In a society based on barter, a monetary good can be used as a means of payment even while the good continues to be appreciated, because the barter transaction costs are very high. In a developed economy, where transaction costs are low, the use as currency of a deposit of value in development and that is quickly appreciated as Bitcoin, is possible but in a very limited way. One example is the illegal drug market, where buyers are willing to sacrifice the opportunity to keep their bitcoins in exchange for minimizing the risk of buying drugs using fiat currency.

There are, however, great institutional barriers for a nascent deposit of value to become a widely accepted means of payment in a developed society. States have a powerful tool called taxes to protect their monetary sovereignty from being displaced by the competition of a new currency. An official currency enjoys the advantage of a constant demand since taxes are paid with it, but in addition, the profits of other monetary goods that are appreciated incur taxes when sold. The latter causes a significant friction for the use of a deposit of value as a means of payment.

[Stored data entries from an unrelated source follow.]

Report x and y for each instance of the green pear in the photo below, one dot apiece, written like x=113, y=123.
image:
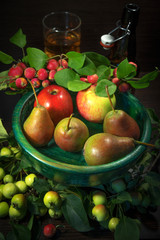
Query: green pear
x=38, y=127
x=102, y=148
x=70, y=134
x=119, y=123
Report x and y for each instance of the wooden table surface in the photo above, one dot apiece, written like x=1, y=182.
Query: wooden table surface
x=98, y=17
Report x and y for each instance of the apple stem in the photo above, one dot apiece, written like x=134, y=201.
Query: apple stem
x=69, y=120
x=110, y=99
x=34, y=92
x=145, y=144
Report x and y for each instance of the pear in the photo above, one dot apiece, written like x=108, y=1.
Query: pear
x=70, y=134
x=102, y=148
x=38, y=127
x=119, y=123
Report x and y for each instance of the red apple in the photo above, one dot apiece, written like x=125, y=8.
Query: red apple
x=92, y=107
x=57, y=101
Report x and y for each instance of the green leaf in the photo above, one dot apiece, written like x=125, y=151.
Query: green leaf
x=5, y=58
x=122, y=197
x=97, y=58
x=77, y=85
x=19, y=39
x=127, y=229
x=88, y=68
x=75, y=214
x=153, y=117
x=3, y=132
x=64, y=76
x=101, y=88
x=36, y=58
x=75, y=59
x=103, y=72
x=126, y=70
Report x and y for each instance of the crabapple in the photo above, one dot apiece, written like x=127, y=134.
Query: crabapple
x=22, y=186
x=116, y=81
x=9, y=190
x=52, y=199
x=124, y=87
x=92, y=78
x=45, y=83
x=17, y=214
x=35, y=82
x=84, y=79
x=113, y=222
x=2, y=173
x=52, y=64
x=51, y=74
x=63, y=63
x=29, y=179
x=15, y=71
x=42, y=74
x=18, y=201
x=100, y=212
x=49, y=230
x=8, y=179
x=5, y=152
x=4, y=209
x=21, y=83
x=22, y=65
x=99, y=197
x=29, y=72
x=115, y=72
x=134, y=64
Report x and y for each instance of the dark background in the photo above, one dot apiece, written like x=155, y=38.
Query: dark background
x=98, y=17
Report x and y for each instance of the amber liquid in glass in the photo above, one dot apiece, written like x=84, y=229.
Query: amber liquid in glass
x=58, y=43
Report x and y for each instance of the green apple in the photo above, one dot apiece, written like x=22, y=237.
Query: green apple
x=113, y=222
x=17, y=214
x=29, y=179
x=93, y=107
x=100, y=212
x=4, y=209
x=5, y=152
x=8, y=178
x=99, y=197
x=2, y=173
x=22, y=186
x=52, y=199
x=9, y=190
x=18, y=201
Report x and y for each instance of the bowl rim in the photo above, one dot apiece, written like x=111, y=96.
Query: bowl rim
x=27, y=147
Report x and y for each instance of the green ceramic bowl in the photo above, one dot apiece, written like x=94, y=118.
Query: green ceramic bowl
x=71, y=168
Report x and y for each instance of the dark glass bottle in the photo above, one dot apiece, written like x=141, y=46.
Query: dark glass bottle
x=124, y=36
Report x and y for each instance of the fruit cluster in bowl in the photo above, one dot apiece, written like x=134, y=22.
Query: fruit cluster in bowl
x=83, y=147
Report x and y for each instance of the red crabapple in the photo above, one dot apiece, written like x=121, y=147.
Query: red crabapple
x=42, y=74
x=92, y=78
x=52, y=64
x=116, y=81
x=45, y=83
x=29, y=72
x=63, y=63
x=51, y=74
x=124, y=87
x=36, y=82
x=15, y=71
x=21, y=83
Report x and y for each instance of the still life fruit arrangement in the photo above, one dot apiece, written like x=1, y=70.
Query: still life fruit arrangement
x=26, y=197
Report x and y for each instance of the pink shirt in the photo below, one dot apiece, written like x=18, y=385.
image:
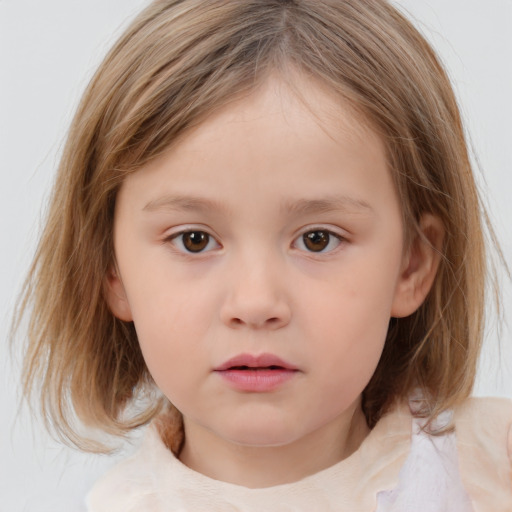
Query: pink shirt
x=397, y=468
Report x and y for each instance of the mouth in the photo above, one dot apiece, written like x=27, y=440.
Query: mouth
x=249, y=362
x=256, y=374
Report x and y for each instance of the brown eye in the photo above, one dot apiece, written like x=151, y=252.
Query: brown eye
x=195, y=241
x=316, y=241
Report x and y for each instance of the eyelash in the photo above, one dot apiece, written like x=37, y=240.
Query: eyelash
x=177, y=239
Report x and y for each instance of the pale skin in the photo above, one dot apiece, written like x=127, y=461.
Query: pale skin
x=253, y=182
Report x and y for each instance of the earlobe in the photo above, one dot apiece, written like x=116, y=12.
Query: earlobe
x=419, y=267
x=116, y=296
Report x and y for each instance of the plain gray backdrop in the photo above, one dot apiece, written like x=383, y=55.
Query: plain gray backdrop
x=48, y=52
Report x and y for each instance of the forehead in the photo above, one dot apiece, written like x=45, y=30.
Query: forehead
x=297, y=141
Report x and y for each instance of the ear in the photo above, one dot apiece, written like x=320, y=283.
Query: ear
x=419, y=267
x=116, y=296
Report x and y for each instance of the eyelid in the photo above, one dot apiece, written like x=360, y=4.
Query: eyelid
x=341, y=237
x=172, y=237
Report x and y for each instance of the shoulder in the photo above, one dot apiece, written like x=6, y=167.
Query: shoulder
x=129, y=485
x=483, y=428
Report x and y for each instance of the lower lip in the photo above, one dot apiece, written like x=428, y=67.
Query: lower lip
x=257, y=381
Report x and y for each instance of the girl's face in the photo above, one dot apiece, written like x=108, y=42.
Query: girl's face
x=261, y=259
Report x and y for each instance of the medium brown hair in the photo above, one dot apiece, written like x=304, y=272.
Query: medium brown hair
x=178, y=62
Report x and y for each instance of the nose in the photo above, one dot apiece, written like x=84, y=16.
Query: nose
x=256, y=297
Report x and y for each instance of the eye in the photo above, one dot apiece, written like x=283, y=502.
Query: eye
x=193, y=241
x=318, y=240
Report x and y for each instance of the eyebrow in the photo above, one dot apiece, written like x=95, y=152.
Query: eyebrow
x=298, y=207
x=183, y=203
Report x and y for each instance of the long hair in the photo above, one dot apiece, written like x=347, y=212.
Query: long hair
x=179, y=61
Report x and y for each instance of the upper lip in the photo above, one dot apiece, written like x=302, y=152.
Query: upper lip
x=255, y=361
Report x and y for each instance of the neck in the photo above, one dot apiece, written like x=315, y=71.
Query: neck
x=267, y=466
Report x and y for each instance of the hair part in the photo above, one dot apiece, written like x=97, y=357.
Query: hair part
x=180, y=61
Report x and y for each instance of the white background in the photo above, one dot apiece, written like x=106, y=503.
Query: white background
x=48, y=51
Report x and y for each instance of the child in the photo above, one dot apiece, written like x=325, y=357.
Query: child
x=265, y=210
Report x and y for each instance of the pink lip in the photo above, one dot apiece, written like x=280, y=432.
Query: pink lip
x=257, y=374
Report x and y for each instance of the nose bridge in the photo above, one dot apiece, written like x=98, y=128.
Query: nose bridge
x=256, y=290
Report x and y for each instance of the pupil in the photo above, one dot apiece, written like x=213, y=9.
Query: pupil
x=316, y=241
x=195, y=241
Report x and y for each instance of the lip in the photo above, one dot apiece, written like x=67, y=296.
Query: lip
x=256, y=373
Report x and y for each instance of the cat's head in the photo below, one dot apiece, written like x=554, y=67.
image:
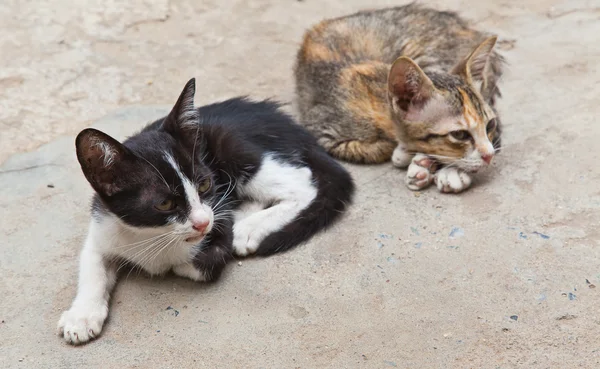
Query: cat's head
x=445, y=115
x=155, y=179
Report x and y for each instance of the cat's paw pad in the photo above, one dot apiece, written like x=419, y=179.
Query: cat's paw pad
x=452, y=180
x=419, y=174
x=400, y=157
x=82, y=323
x=245, y=238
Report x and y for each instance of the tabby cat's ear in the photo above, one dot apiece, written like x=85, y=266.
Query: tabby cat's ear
x=183, y=115
x=408, y=85
x=472, y=68
x=105, y=162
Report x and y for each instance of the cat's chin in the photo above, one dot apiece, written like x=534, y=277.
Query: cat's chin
x=194, y=238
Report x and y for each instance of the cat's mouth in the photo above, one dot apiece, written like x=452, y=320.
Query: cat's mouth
x=194, y=238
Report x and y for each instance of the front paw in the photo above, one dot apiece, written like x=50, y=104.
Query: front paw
x=419, y=174
x=245, y=238
x=189, y=271
x=401, y=157
x=452, y=180
x=82, y=323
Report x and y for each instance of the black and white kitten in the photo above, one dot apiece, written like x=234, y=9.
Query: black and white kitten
x=193, y=188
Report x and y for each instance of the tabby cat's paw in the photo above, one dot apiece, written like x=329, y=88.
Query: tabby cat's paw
x=452, y=180
x=82, y=323
x=419, y=174
x=400, y=157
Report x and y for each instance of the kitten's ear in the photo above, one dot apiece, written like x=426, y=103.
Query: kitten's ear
x=472, y=68
x=103, y=161
x=183, y=115
x=408, y=85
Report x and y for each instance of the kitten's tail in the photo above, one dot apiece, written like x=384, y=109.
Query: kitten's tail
x=335, y=189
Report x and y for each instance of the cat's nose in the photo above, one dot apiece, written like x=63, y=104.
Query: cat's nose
x=487, y=158
x=200, y=226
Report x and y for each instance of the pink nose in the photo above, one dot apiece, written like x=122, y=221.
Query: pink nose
x=487, y=158
x=200, y=226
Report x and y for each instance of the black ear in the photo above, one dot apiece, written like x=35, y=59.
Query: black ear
x=184, y=115
x=104, y=161
x=408, y=85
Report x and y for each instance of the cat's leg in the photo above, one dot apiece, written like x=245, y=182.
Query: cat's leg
x=189, y=271
x=452, y=180
x=97, y=277
x=289, y=188
x=401, y=158
x=420, y=172
x=211, y=259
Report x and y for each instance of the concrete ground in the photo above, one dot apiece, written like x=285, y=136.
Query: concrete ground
x=502, y=276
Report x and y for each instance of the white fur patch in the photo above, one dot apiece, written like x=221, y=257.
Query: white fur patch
x=199, y=212
x=155, y=250
x=401, y=157
x=108, y=153
x=452, y=180
x=84, y=320
x=418, y=177
x=289, y=189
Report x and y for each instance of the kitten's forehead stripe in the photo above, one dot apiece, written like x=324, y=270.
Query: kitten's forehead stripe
x=472, y=117
x=190, y=190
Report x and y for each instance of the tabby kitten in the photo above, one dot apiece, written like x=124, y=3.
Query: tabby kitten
x=410, y=84
x=193, y=188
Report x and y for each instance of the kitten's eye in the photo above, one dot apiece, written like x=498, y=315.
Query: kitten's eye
x=491, y=125
x=204, y=185
x=165, y=205
x=461, y=135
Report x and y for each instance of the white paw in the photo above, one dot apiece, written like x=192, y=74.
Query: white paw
x=246, y=238
x=420, y=172
x=401, y=158
x=189, y=271
x=452, y=180
x=82, y=323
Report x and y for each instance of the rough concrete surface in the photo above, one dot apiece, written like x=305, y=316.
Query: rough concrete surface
x=501, y=276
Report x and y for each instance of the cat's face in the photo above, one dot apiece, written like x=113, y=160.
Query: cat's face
x=444, y=115
x=155, y=180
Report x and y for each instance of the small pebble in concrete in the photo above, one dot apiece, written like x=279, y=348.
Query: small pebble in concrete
x=456, y=232
x=544, y=236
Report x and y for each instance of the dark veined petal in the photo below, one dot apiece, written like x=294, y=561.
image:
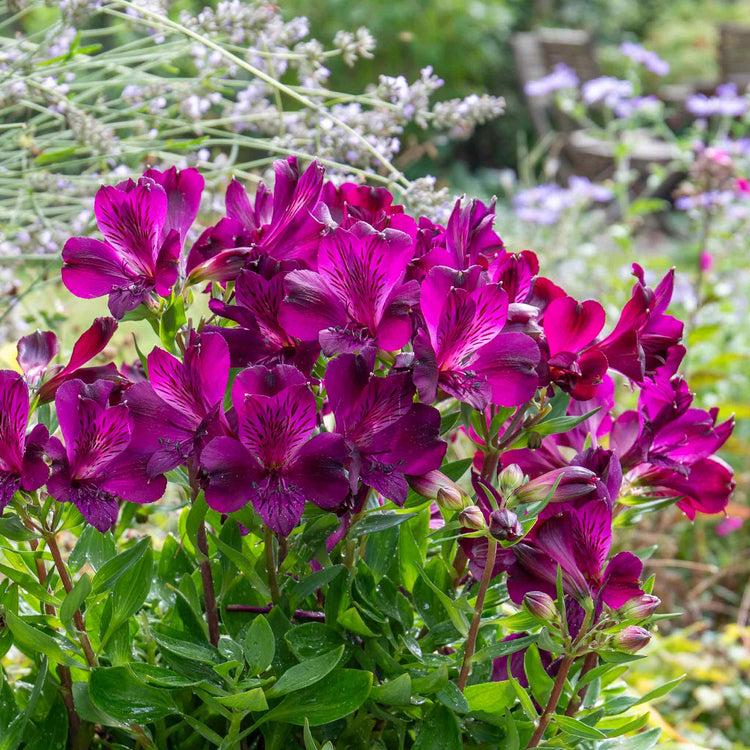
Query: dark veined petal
x=592, y=537
x=233, y=474
x=318, y=470
x=14, y=413
x=132, y=221
x=92, y=268
x=34, y=470
x=183, y=189
x=570, y=325
x=274, y=428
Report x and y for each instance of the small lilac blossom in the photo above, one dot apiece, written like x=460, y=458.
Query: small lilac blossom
x=606, y=90
x=21, y=456
x=275, y=463
x=645, y=57
x=95, y=469
x=726, y=103
x=562, y=77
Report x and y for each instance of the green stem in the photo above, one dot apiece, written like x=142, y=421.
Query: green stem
x=476, y=620
x=554, y=699
x=273, y=581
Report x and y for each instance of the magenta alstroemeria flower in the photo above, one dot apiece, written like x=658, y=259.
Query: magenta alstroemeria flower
x=577, y=540
x=468, y=240
x=346, y=205
x=388, y=434
x=275, y=464
x=259, y=338
x=358, y=297
x=667, y=448
x=462, y=350
x=178, y=410
x=37, y=350
x=142, y=232
x=21, y=456
x=95, y=469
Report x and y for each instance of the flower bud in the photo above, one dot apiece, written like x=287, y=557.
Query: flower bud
x=472, y=518
x=434, y=485
x=639, y=607
x=510, y=479
x=631, y=639
x=504, y=525
x=574, y=481
x=540, y=605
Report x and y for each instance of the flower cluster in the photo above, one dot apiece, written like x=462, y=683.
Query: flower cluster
x=350, y=322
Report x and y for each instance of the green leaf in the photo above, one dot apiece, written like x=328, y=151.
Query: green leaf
x=121, y=695
x=641, y=741
x=172, y=319
x=439, y=730
x=310, y=584
x=379, y=521
x=12, y=528
x=306, y=673
x=250, y=700
x=335, y=696
x=312, y=639
x=206, y=732
x=503, y=648
x=12, y=736
x=73, y=601
x=457, y=617
x=110, y=571
x=453, y=698
x=259, y=646
x=352, y=620
x=29, y=584
x=396, y=692
x=92, y=547
x=31, y=640
x=541, y=683
x=661, y=691
x=131, y=589
x=577, y=728
x=203, y=653
x=490, y=697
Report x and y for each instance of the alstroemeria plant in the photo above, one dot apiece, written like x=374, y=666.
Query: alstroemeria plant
x=384, y=437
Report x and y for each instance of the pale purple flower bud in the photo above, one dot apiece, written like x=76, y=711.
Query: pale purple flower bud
x=472, y=518
x=639, y=607
x=434, y=485
x=574, y=481
x=510, y=479
x=631, y=639
x=504, y=525
x=540, y=605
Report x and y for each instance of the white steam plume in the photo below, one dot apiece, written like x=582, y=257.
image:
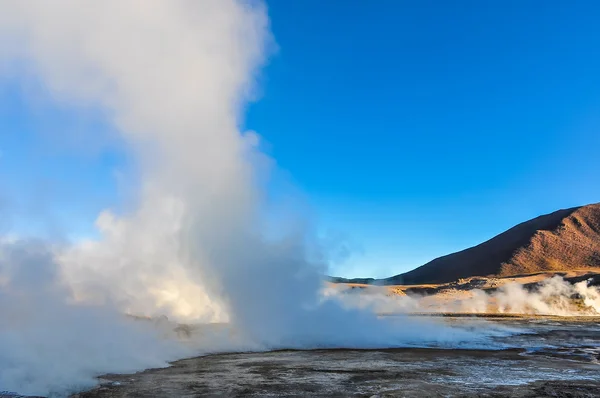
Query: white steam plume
x=553, y=296
x=172, y=77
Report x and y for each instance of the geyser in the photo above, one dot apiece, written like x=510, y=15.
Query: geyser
x=172, y=77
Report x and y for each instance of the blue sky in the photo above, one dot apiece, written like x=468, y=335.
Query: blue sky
x=414, y=129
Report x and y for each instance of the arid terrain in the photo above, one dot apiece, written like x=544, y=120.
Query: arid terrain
x=461, y=296
x=549, y=357
x=565, y=240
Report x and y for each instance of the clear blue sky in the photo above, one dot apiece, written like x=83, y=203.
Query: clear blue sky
x=413, y=128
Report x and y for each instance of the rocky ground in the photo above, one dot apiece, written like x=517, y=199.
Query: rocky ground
x=555, y=358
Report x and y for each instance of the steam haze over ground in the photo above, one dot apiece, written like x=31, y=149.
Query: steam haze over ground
x=172, y=78
x=200, y=244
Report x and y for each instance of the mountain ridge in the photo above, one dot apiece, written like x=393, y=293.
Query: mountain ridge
x=562, y=240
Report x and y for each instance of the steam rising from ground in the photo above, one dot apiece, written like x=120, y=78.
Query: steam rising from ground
x=172, y=77
x=553, y=296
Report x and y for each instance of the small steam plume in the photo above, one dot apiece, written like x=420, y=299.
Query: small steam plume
x=172, y=77
x=552, y=296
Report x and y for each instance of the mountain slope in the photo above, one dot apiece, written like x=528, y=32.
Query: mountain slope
x=563, y=240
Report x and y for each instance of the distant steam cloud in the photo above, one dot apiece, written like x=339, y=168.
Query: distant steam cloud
x=172, y=77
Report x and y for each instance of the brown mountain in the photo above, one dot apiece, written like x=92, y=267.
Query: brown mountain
x=564, y=240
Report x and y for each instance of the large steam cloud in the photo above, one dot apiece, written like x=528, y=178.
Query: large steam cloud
x=172, y=77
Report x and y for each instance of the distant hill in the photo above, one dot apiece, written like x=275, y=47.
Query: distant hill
x=564, y=240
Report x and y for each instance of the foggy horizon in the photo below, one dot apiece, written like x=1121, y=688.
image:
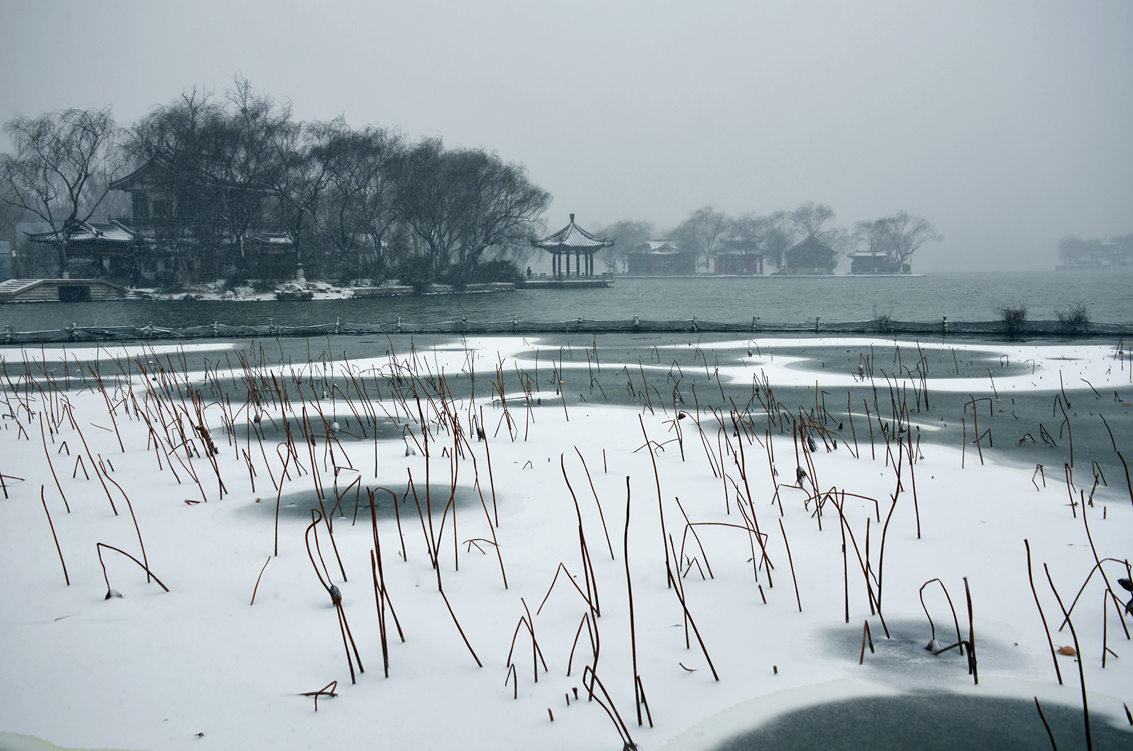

However, this disadvantage of private monetary assets is not an insurmountable barrier. When people (the market) lose confidence in an official currency, their value collapses in a process known as hyperinflation. In this process, the value of the currency plummets first against the most liquid assets available in that society: gold or foreign currencies such as the dollar. When there are no liquid assets available or the supply is scarce, the currency will collapse in front of another type of property, such as real estate and raw materials. The image that best sums up hyperinflation is a grocery store without products on the shelves because consumers get rid as soon as possible of the state currency that loses value in their hands.

In the end, confidence in the currency is completely lost, nobody accepts it and society will decline to barter if a different currency has not been implemented. The replacement of the Zimbabwe dollar with the US dollar in 2008 is a good example of this process. Substituting an official currency for a foreign currency is complicated if there is a shortage of the incoming currency and no international bank provides liquidity.